Positive Activity and Trends
The U.S. Department of Energy (DOE) announced that its Loan Programs Office (LPO) will make up to $1 billion in loan guarantees available to support commercial-scale distributed energy projects, that will include rooftop solar with energy storage and smart grid technology.
Local and state incentives to increase energy storage capacity are growing. In California, utilities have been quick to experiment before legislation was passed requiring the three state utilities install 1.3 GW of storage by 2020. Southern California Edison is on the forefront with a massive desert installation backing up a wind farm.
Of importance to Ohio, the PJM Interconnection, an organization responsible for transmission of electricity across portions of up to 14 states including Pennsylvania and Ohio, has installed large systems for evaluation. Not only are utilities and transmission operators exploring electricity storage for future use, but they are just as interested in the systems’ ability to condition power along the grid.
Markets with higher retail electricity pricing across the world are slowly adopting storage for residencies and small businesses. Germany and Japan, the two leaders in small-scale storage, both have modest subsidy programs for residences and businesses. By the end of 2014 it was estimated that about 20,000 residential systems were in use in each of the countries.

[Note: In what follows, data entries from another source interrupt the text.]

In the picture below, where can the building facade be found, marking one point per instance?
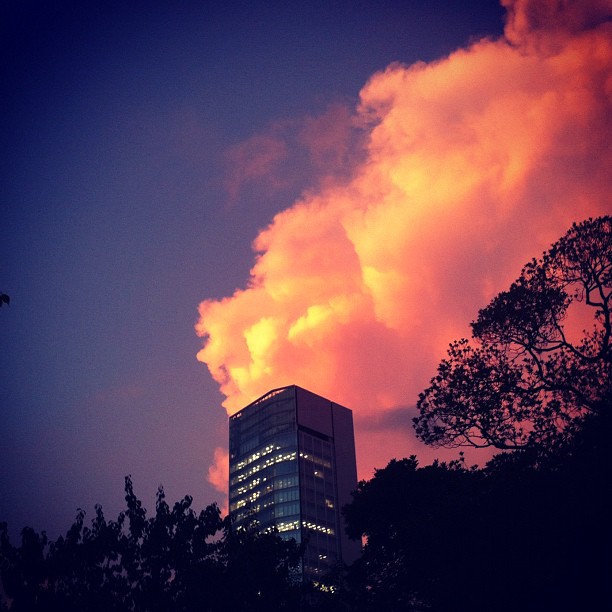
(292, 466)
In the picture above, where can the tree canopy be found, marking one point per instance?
(527, 377)
(175, 560)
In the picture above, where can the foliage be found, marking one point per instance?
(527, 532)
(175, 560)
(526, 379)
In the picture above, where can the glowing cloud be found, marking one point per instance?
(473, 164)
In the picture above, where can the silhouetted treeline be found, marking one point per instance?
(174, 560)
(530, 531)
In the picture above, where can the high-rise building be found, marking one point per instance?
(292, 465)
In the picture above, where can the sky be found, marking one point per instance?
(202, 201)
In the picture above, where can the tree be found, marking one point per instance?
(526, 378)
(176, 560)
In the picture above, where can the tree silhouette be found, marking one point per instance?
(527, 378)
(176, 560)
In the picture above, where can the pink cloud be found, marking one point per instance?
(473, 165)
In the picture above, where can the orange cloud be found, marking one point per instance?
(473, 164)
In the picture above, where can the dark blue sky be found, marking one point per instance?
(116, 221)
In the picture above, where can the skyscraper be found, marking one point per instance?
(292, 465)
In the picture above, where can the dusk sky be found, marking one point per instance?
(316, 193)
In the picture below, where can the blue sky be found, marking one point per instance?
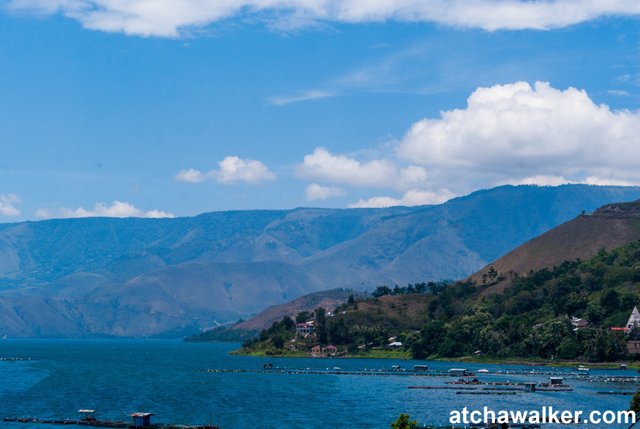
(110, 108)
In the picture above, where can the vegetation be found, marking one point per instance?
(363, 327)
(404, 422)
(531, 319)
(433, 287)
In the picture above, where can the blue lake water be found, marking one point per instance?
(166, 377)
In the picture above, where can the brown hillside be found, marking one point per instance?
(609, 227)
(326, 299)
(392, 311)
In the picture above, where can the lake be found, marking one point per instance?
(168, 378)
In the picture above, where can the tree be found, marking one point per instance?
(303, 316)
(635, 403)
(403, 422)
(321, 325)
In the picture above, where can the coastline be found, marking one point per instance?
(405, 355)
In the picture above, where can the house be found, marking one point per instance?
(305, 328)
(578, 323)
(634, 319)
(633, 347)
(329, 350)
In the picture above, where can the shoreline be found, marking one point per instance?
(405, 355)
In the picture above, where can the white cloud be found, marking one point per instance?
(517, 133)
(116, 209)
(170, 18)
(230, 170)
(324, 166)
(8, 203)
(283, 100)
(315, 192)
(233, 169)
(413, 197)
(190, 175)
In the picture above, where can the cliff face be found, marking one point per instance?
(609, 227)
(143, 277)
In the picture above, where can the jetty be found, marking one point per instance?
(139, 420)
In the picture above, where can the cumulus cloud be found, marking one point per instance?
(230, 170)
(233, 169)
(315, 192)
(190, 175)
(413, 197)
(8, 203)
(171, 18)
(116, 209)
(324, 166)
(517, 133)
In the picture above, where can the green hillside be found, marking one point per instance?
(531, 318)
(149, 277)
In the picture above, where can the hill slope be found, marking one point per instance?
(607, 228)
(141, 277)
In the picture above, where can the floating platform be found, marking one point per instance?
(103, 423)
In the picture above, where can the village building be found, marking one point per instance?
(634, 320)
(578, 323)
(633, 347)
(305, 328)
(330, 350)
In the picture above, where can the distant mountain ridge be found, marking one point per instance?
(145, 277)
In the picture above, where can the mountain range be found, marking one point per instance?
(147, 277)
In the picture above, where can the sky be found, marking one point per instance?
(161, 108)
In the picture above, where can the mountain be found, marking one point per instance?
(145, 277)
(607, 228)
(245, 329)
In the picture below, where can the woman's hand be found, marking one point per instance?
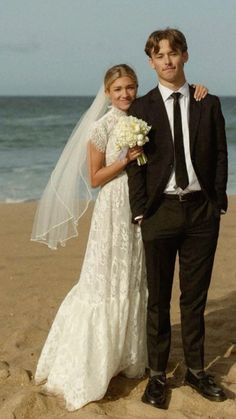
(200, 91)
(133, 153)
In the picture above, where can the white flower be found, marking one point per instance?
(131, 131)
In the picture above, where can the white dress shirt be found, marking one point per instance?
(184, 101)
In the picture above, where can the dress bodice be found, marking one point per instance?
(104, 136)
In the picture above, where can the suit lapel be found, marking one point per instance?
(194, 118)
(158, 117)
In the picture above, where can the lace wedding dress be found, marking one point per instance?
(99, 329)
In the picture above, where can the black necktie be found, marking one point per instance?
(181, 174)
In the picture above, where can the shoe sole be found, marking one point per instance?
(153, 404)
(212, 398)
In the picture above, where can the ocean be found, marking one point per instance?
(34, 131)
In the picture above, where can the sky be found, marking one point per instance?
(64, 47)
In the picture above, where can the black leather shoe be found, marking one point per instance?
(156, 391)
(205, 385)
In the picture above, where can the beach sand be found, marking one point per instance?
(33, 282)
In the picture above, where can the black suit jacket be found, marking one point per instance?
(207, 145)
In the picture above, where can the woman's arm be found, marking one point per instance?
(200, 91)
(101, 174)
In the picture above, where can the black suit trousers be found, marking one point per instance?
(190, 230)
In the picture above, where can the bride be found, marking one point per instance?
(99, 330)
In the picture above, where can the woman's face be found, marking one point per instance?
(122, 92)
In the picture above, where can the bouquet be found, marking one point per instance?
(132, 131)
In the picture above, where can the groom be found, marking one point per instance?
(178, 198)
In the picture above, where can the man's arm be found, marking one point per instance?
(222, 158)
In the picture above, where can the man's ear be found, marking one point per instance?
(185, 57)
(151, 63)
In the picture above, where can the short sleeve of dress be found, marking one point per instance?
(98, 135)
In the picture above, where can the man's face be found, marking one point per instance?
(169, 64)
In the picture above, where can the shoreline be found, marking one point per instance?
(34, 282)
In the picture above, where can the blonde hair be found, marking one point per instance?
(117, 71)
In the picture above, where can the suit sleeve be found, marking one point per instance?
(136, 176)
(221, 159)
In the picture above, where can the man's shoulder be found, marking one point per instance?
(208, 99)
(149, 95)
(142, 102)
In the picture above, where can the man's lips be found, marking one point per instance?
(169, 68)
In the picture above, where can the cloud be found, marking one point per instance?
(25, 47)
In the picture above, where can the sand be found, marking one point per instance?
(34, 281)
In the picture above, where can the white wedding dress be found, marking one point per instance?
(99, 329)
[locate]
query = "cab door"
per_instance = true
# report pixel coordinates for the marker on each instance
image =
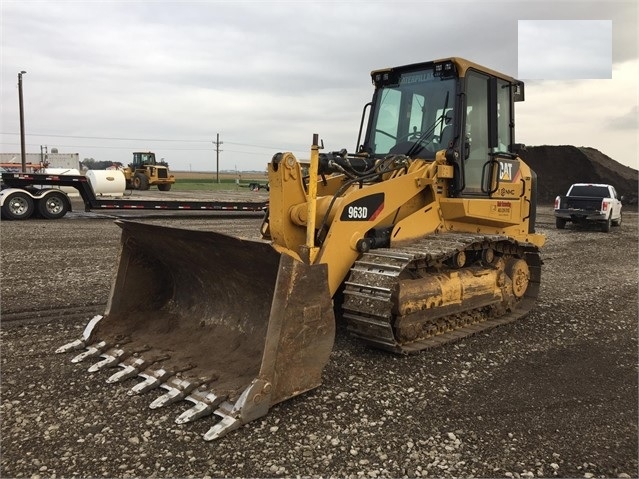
(487, 160)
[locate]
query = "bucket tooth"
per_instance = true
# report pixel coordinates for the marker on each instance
(81, 342)
(91, 351)
(112, 358)
(204, 402)
(152, 379)
(72, 346)
(252, 404)
(132, 366)
(177, 389)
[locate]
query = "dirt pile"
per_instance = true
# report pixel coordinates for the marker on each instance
(558, 167)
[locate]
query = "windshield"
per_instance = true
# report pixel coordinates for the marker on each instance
(412, 115)
(590, 190)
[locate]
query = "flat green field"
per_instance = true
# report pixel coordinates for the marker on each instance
(192, 180)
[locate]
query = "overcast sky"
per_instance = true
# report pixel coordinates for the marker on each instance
(105, 79)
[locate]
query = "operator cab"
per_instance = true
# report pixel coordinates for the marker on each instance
(454, 106)
(141, 159)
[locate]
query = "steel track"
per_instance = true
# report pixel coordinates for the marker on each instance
(368, 305)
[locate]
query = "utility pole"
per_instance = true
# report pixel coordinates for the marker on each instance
(23, 154)
(217, 144)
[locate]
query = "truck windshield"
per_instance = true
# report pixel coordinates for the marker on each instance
(412, 115)
(590, 190)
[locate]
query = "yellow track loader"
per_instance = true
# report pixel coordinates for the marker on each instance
(423, 236)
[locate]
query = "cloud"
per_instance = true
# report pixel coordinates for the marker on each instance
(258, 73)
(565, 49)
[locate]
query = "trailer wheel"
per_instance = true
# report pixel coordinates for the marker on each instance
(17, 206)
(53, 206)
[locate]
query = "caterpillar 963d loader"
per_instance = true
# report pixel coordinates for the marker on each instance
(422, 236)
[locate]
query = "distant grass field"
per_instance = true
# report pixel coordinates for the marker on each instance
(189, 180)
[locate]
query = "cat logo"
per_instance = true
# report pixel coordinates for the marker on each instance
(505, 171)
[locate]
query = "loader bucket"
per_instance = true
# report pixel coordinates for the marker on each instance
(229, 325)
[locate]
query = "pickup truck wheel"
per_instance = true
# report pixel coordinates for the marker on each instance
(53, 206)
(17, 206)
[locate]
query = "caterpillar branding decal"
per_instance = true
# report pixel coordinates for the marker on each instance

In the U.S., Hawaii has not only the highest retail rates, but also a large penetration of distributed energy systems, especially solar. HECO, the largest electricity supplier to the state, has become aggressive in exploring all forms of storage specifically to improve the integration of renewable energy.
A flow battery is a special type of rechargeable battery in which two liquids with opposite electric charge (electrolytes) exchange ions, converting chemical energy directly into electricity. The electrolytes are usually separated by a thin membrane that lets them exchange ions without mixing. Each electrolyte is stored in its own tank, and those tanks can easily be scaled from low kWh to MWh in capacity.
We earlier discussed thermal storage as it takes advantage of a unique type of solar energy generating technology. Creative advances are taking place to give some versions of this technology a competitive advantage for more general applications.
Although not a new technology even in the U.S. and North America, there have been recent advances and successful installations that are further proving its value. Here the storage technology was essential for a Spanish project to reach its first milestone of total self-sufficiency for 10,000 residents.
Managing Energy Storage
In order to properly utilize storage technology, especially at scale, advances are needed in management software. Many vendors are now on board, and competition is high.
It is difficult to predict exactly where technology and its application is headed. But all indications are that activity in the market is accelerating. This is not only key to advancing the effectiveness, but it also has caught the attention of a greater number of financial investors. It is a primary reason why analysts have become so bullish about the future.
On the residential storage front, Tesla made headlines with the announcement of the Powerwall for smaller applications. However, with the advances and activity reported here, in the near future larger scale systems are better suited to meet the immediate needs of the power grid. The residential storage market is growing, but by comparison larger scale commercial and utility projects are exploding and providing most of resources and investments to validate the full range of technologies. At YellowLite, we will stay in tune with current events and keep our customers well informed over time.